Retail sales are holding up even as spending is shifting back from goods to services like travel and entertainment, though soaring COVID-19 infections are likely delaying the services spending boom.

Retail sales are mostly goods, with services such as healthcare, education, travel and hotel accommodation making up the remaining portion of consumer spending. Restaurants and bars are the only services category in the retail sales report.

Excluding automobiles, gasoline, building materials and food services, retail sales rebounded 2.5% last month after a downwardly revised 1.9% decline in July.

These so-called core retail sales correspond most closely with the consumer spending component of gross domestic product. They were previously estimated to have dropped 1.0% in July.

Most school districts started their 2021-2022 academic year in August, with in-person learning resuming after last year’s shift to online classes because of the COVID-19 pandemic, marking the return of back-to-school shopping. Qualifying households in July began receiving money under the expanded Child Tax Credit program, which will run through December.

GROWTH ESTIMATES CUT

Tanking motor vehicle sales and struggles by businesses to replenish stocks have prompted economists to slash their GDP growth estimates for the third quarter.

On Wednesday, economists at JPMorgan (NYSE:) again trimmed their GDP growth forecast to a 5.0% annualized rate from a 7.0% pace. Goldman Sachs (NYSE:) early this month cut its estimate to a 3.5% rate from a 5.25% pace.

The slowing momentum was corroborated by the Federal Reserve’s “Beige Book” report last week showing “economic growth downshifted slightly to a moderate pace in early July through August.” The economy grew at a 6.6% rate in the second quarter.

“We are expecting domestic demand to step up next quarter,” said Michael Feroli, chief U.S. economist at JPMorgan in New York. “This assumes the Delta headwind fades and that the issues afflicting the motor vehicle sector gradually abate.”

Americans are sitting on at least $2 trillion in excess savings accumulated during the pandemic. Wages are rising as companies scramble to fill a record 10.9 million job openings.
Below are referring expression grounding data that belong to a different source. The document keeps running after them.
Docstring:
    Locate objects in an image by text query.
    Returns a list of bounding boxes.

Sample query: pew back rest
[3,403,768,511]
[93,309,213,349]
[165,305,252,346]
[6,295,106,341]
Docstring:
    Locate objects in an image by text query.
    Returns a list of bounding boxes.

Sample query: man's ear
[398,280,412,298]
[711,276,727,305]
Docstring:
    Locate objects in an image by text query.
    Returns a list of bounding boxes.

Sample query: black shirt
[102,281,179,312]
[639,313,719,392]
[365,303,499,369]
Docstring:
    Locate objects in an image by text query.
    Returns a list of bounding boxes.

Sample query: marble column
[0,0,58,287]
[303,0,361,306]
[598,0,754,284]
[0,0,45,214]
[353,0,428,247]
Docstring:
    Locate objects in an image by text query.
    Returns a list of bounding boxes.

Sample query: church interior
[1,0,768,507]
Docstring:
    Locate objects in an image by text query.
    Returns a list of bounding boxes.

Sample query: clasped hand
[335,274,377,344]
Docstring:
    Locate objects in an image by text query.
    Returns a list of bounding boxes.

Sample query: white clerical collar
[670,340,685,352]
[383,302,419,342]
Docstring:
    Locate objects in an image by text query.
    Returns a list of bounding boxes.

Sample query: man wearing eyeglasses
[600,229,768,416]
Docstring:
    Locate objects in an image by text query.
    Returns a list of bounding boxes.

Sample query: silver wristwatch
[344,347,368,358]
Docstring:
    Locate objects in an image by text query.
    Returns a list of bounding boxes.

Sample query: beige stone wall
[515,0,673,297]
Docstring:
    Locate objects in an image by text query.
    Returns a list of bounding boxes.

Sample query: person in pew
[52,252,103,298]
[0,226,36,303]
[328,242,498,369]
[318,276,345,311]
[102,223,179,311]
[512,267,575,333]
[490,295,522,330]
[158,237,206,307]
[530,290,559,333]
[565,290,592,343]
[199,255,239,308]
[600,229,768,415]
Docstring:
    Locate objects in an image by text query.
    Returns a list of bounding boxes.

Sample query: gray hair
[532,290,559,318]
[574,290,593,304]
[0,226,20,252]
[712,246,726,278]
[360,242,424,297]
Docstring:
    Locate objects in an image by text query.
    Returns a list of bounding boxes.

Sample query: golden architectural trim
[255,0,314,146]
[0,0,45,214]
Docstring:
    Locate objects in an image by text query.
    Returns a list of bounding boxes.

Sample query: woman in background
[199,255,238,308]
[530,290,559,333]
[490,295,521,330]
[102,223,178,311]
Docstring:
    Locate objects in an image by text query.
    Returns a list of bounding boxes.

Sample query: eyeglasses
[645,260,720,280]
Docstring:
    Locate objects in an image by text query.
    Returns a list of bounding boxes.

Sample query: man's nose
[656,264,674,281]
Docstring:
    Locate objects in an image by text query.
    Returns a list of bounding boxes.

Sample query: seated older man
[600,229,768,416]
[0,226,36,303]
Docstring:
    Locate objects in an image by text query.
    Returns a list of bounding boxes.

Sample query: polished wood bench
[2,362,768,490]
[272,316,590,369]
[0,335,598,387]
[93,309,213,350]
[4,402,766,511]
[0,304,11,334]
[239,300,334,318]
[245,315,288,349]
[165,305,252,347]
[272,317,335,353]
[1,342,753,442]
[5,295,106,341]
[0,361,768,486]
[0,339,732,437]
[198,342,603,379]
A separate report from the Labor Department on Thursday showed initial claims for state unemployment benefits increased 20,000 to a seasonally adjusted 332,000 for the week ended Sept. 11, the Labor Department said on Thursday. Economists had forecast 330,000 applications for the latest week.
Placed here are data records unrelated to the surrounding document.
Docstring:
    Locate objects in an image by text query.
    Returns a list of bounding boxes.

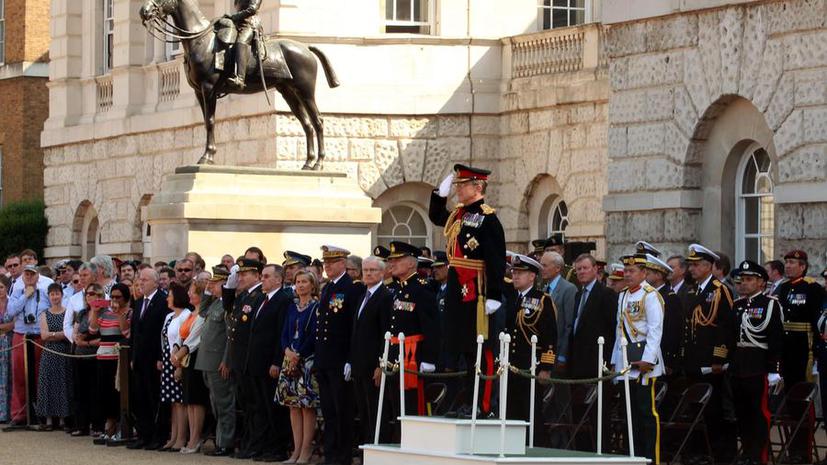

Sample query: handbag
[622,318,646,363]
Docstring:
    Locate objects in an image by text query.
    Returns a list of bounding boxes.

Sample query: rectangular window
[0,0,5,64]
[103,0,114,72]
[540,0,588,30]
[385,0,433,34]
[166,38,182,60]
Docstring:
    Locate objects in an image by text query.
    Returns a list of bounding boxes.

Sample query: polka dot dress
[160,315,183,404]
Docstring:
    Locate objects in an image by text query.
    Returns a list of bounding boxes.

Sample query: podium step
[400,416,528,455]
[362,444,651,465]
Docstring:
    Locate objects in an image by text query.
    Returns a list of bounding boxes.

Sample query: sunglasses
[7,264,19,268]
[111,294,124,300]
[176,268,192,273]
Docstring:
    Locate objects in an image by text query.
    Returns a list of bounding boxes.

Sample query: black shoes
[207,447,234,457]
[126,439,147,450]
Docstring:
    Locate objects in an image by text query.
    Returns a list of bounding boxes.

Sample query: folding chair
[661,382,713,465]
[655,381,668,408]
[770,381,819,464]
[544,384,598,450]
[425,382,448,416]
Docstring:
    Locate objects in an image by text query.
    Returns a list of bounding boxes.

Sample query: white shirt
[12,274,54,294]
[671,279,684,293]
[610,281,664,383]
[165,309,192,354]
[697,274,713,294]
[62,285,111,342]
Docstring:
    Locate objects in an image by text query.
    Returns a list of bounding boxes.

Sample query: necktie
[358,290,372,319]
[140,297,149,320]
[574,287,589,333]
[255,295,270,320]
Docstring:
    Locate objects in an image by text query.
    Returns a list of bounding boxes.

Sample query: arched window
[548,200,569,240]
[736,146,774,263]
[376,204,430,248]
Claims were likely boosted by Hurricane Ida, which devastated U.S. offshore energy production and knocked out power in Louisiana. Ida, one of the most powerful hurricanes ever to strike the U.S. Gulf Coast, also drenched Mississippi and caused historic flooding in New York and New Jersey.

Claims have dropped from a record 6.149 million in early April 2020. A 200,000-250,000 range is viewed as consistent with healthy labor market conditions.